I'm sorry for your loss and that it's been compounded by such a long wait to try to find answers. It doesn't make it any easier for you, but maybe the exceptionally long wait was due in part to the complexity and needing to gather information from a lot of sources? Although it sounds as though various people dragged their heels too, as the time scale was criticised in the verdict.
Hi there - janey and northern are absolutely correct, a narrative verdict is one when a death is not simply explained, and the coroner wishes to provide more details. If the coroner feels that there is 'causative effect', in that actions or omissions directly contributed to a death, it may include words such as failure / neglect / incompetence or even negligence.
As in the case for my daughter, the coroner can stipulate a Rule 43 report on the trust to force them to review aspects of their care, especially if it is thought this can prevent future deaths. Did this happen? If not done at the time, it is possible for this to be stipulated later on if another similar situation arises.

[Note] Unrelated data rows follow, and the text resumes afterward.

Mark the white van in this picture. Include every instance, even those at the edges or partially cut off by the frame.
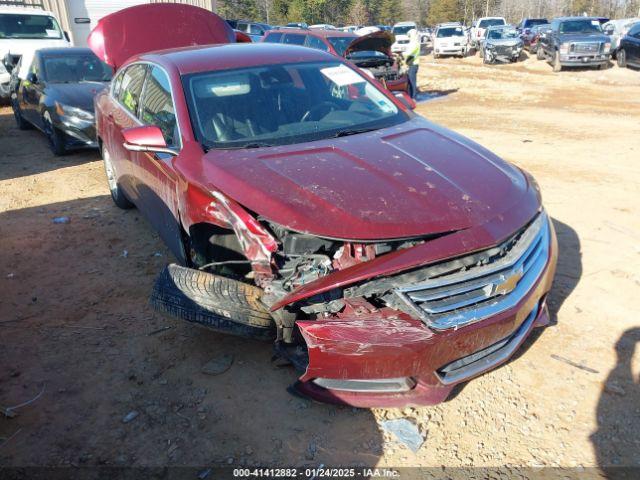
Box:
[0,7,71,98]
[391,22,418,54]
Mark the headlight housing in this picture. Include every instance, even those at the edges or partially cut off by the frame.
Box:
[56,102,94,122]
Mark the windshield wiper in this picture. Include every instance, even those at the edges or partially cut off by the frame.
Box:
[333,127,377,138]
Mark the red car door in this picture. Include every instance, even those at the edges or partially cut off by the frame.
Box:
[110,63,148,204]
[129,65,184,259]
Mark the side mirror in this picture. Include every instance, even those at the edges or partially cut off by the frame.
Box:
[394,92,416,110]
[2,53,16,73]
[122,125,178,156]
[234,30,253,43]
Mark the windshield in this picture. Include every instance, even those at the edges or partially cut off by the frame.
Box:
[524,18,549,28]
[393,25,416,35]
[560,19,602,33]
[42,53,112,83]
[327,35,358,57]
[436,27,464,38]
[183,62,409,149]
[478,18,504,28]
[0,13,62,39]
[489,28,518,40]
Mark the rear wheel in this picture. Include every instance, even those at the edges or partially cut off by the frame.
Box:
[42,112,67,156]
[553,52,562,73]
[617,48,627,68]
[101,144,134,210]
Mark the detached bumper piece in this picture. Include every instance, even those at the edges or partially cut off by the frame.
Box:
[150,264,275,340]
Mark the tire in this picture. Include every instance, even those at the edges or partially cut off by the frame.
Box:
[100,143,134,210]
[42,112,67,157]
[553,51,562,73]
[150,264,275,340]
[11,101,32,130]
[617,48,627,68]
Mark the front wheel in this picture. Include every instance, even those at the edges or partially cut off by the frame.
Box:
[101,144,134,210]
[11,100,31,130]
[553,52,562,73]
[617,48,627,68]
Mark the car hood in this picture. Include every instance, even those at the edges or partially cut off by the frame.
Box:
[193,117,539,240]
[344,31,396,57]
[558,33,609,42]
[0,38,70,79]
[47,82,108,112]
[487,38,522,47]
[87,3,236,69]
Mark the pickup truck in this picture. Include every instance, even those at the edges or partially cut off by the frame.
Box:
[0,6,70,99]
[538,17,611,72]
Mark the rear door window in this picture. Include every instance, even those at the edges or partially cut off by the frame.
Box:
[283,33,307,45]
[140,66,180,147]
[118,64,147,116]
[264,32,282,43]
[306,35,329,52]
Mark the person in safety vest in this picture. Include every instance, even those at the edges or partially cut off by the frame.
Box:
[404,28,420,98]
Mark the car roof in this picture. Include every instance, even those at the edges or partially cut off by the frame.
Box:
[269,28,357,38]
[38,47,94,55]
[0,6,55,17]
[132,42,339,75]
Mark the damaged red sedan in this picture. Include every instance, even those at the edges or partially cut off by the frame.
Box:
[89,4,557,407]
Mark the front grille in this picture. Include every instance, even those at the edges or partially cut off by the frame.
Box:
[385,213,549,330]
[571,42,600,54]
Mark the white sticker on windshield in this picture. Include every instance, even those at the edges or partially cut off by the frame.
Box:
[320,65,365,87]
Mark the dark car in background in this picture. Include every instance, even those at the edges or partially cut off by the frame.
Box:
[516,18,549,34]
[11,47,112,155]
[617,23,640,68]
[539,17,611,72]
[520,23,551,53]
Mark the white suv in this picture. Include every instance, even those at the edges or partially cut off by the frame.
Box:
[433,23,467,58]
[0,7,71,98]
[469,17,507,49]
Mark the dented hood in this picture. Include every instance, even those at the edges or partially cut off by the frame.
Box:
[344,31,395,58]
[87,3,235,69]
[199,117,539,240]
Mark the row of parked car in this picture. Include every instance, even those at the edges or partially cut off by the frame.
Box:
[433,17,640,72]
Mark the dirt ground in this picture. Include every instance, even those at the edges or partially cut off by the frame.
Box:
[0,51,640,476]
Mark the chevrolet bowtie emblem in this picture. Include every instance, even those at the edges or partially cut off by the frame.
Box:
[494,267,524,295]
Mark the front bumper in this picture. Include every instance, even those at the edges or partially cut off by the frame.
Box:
[560,53,611,67]
[296,219,558,408]
[433,45,464,55]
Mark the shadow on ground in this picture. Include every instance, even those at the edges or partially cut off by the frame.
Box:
[591,327,640,468]
[0,196,383,466]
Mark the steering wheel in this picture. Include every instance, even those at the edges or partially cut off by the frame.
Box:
[300,101,340,122]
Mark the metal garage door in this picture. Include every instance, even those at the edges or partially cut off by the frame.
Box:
[67,0,149,47]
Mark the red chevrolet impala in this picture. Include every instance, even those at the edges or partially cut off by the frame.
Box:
[89,4,557,407]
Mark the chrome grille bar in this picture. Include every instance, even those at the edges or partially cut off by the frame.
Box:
[393,213,549,330]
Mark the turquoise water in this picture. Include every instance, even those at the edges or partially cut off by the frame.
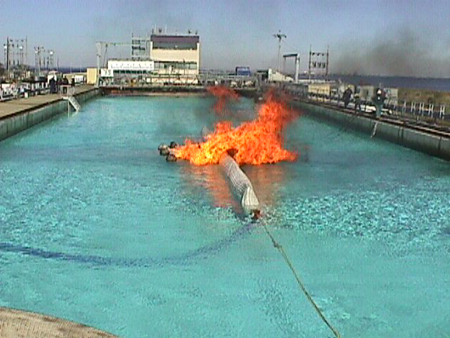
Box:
[0,97,450,337]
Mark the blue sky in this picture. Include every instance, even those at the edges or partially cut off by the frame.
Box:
[0,0,450,77]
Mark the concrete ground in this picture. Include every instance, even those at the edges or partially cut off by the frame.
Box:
[0,85,93,119]
[0,307,117,338]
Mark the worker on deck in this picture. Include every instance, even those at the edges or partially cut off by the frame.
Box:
[372,87,386,117]
[353,87,361,113]
[342,87,353,108]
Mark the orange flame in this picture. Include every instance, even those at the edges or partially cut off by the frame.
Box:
[175,93,297,165]
[207,86,239,114]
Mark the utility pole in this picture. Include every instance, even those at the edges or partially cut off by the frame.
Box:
[273,30,287,71]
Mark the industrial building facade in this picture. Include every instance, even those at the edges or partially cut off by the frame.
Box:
[88,34,200,86]
[150,34,200,80]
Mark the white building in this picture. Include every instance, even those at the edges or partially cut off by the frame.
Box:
[150,34,200,83]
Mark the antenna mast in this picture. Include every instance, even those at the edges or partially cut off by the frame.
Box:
[273,30,287,71]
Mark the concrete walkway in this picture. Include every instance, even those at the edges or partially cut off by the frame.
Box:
[0,85,94,120]
[0,307,117,338]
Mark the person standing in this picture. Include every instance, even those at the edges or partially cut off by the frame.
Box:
[342,87,353,108]
[353,87,361,113]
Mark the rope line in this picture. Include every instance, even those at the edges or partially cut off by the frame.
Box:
[262,222,341,338]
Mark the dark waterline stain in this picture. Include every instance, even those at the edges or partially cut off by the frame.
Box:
[0,222,255,268]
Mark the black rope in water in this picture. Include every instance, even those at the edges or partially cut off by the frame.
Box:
[261,222,341,338]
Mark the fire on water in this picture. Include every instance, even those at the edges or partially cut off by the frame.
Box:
[175,93,298,165]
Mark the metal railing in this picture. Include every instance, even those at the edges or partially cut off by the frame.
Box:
[284,86,450,121]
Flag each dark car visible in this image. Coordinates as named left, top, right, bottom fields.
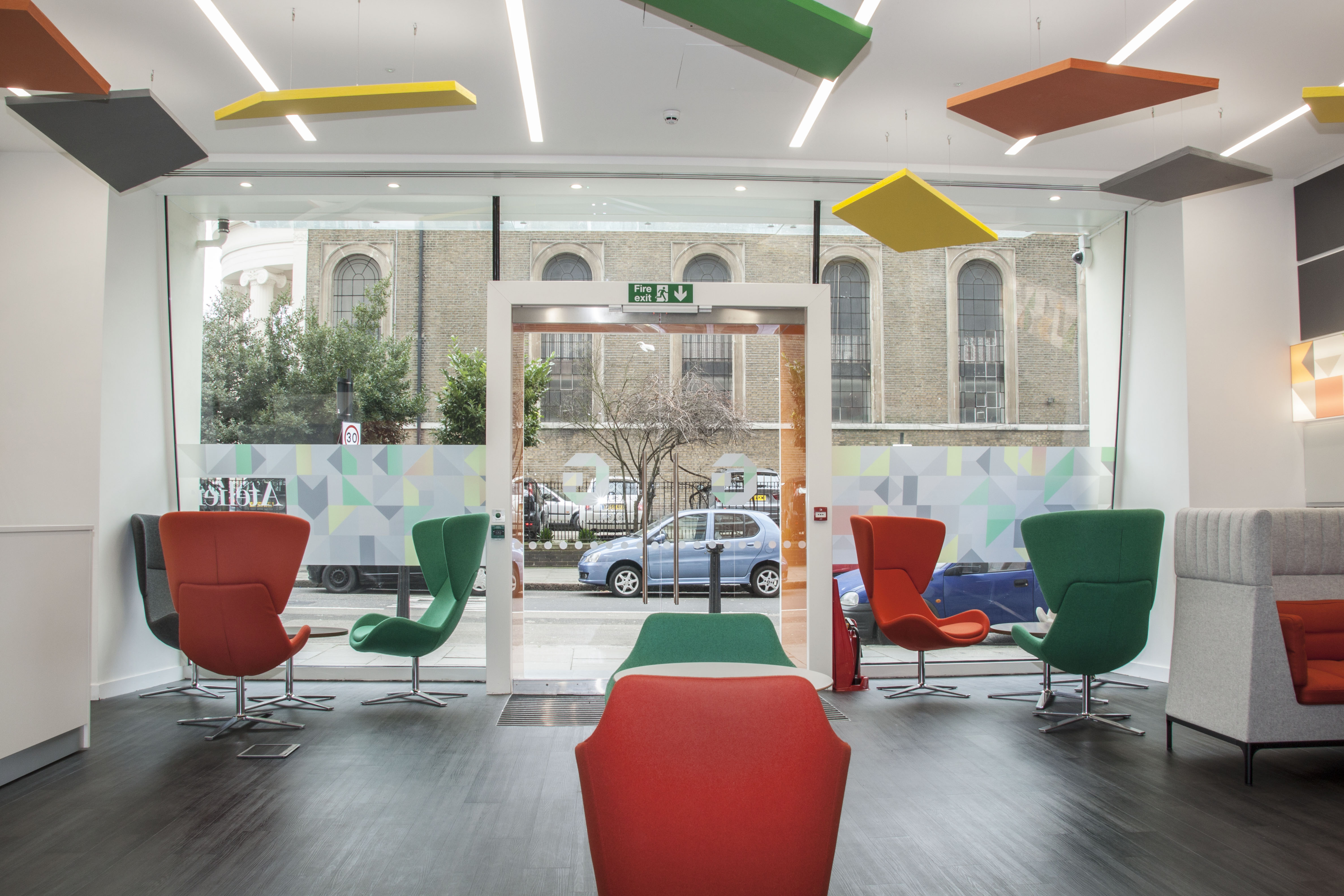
left=836, top=563, right=1046, bottom=643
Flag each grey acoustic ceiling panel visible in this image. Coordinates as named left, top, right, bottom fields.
left=5, top=90, right=207, bottom=193
left=1101, top=147, right=1274, bottom=203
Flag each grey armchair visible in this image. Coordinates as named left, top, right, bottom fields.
left=1167, top=508, right=1344, bottom=785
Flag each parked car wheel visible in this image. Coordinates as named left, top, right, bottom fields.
left=751, top=563, right=782, bottom=598
left=322, top=567, right=359, bottom=594
left=606, top=563, right=642, bottom=598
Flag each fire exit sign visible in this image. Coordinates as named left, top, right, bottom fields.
left=628, top=283, right=695, bottom=305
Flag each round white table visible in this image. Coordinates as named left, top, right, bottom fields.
left=615, top=662, right=831, bottom=690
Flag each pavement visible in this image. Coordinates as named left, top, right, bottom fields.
left=284, top=585, right=1029, bottom=679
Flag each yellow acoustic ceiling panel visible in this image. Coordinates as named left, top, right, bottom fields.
left=215, top=81, right=476, bottom=121
left=831, top=168, right=999, bottom=253
left=1302, top=87, right=1344, bottom=124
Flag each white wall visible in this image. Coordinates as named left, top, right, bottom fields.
left=1184, top=180, right=1306, bottom=508
left=1115, top=203, right=1190, bottom=681
left=0, top=153, right=107, bottom=525
left=1082, top=220, right=1125, bottom=446
left=93, top=189, right=181, bottom=697
left=1115, top=181, right=1305, bottom=680
left=0, top=153, right=107, bottom=781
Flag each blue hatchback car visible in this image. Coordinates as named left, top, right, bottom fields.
left=579, top=509, right=785, bottom=598
left=836, top=563, right=1046, bottom=642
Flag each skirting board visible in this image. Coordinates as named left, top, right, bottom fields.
left=200, top=664, right=485, bottom=682
left=0, top=725, right=85, bottom=787
left=89, top=666, right=189, bottom=700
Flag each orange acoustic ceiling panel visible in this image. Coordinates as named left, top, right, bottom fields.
left=0, top=0, right=111, bottom=97
left=947, top=59, right=1218, bottom=140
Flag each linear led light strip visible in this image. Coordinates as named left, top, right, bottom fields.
left=1218, top=83, right=1344, bottom=157
left=789, top=0, right=882, bottom=149
left=1004, top=0, right=1199, bottom=156
left=196, top=0, right=317, bottom=141
left=504, top=0, right=542, bottom=144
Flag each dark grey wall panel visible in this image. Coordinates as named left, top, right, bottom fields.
left=1101, top=147, right=1274, bottom=203
left=1293, top=165, right=1344, bottom=260
left=5, top=90, right=206, bottom=193
left=1297, top=253, right=1344, bottom=339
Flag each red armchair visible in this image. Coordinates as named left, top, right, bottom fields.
left=574, top=676, right=849, bottom=896
left=849, top=516, right=989, bottom=700
left=1277, top=600, right=1344, bottom=705
left=159, top=512, right=309, bottom=740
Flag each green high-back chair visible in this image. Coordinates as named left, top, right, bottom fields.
left=350, top=513, right=489, bottom=707
left=606, top=613, right=794, bottom=697
left=1012, top=511, right=1164, bottom=735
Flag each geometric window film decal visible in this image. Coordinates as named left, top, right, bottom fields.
left=1287, top=333, right=1344, bottom=422
left=177, top=445, right=485, bottom=566
left=832, top=446, right=1115, bottom=564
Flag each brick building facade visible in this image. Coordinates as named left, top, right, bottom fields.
left=305, top=226, right=1089, bottom=475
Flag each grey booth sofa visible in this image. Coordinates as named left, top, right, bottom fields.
left=1167, top=508, right=1344, bottom=785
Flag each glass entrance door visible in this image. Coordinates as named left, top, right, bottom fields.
left=512, top=308, right=806, bottom=686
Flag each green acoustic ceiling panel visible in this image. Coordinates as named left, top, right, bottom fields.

Unfortunately, there is no standard timeframe for inquests to take place, which seems a little crazy to me, as time inevitably fades memory.
You can certainly place a complaint against the hospital about their care, and they are obliged to respond to you. The hospital should have done a Root Cause Investigation Report, and you can ask to see this, and write to the chief executive if you are not satisfied with the report or its recommendations. You might also have grounds for a compensation case too, if you wished to do this, but I am not a lawyer at all, so seek legal advice on this front.
In the end, none of it changes the fact that you have lost your lovely mum though, and you might want simply to leave things as they are.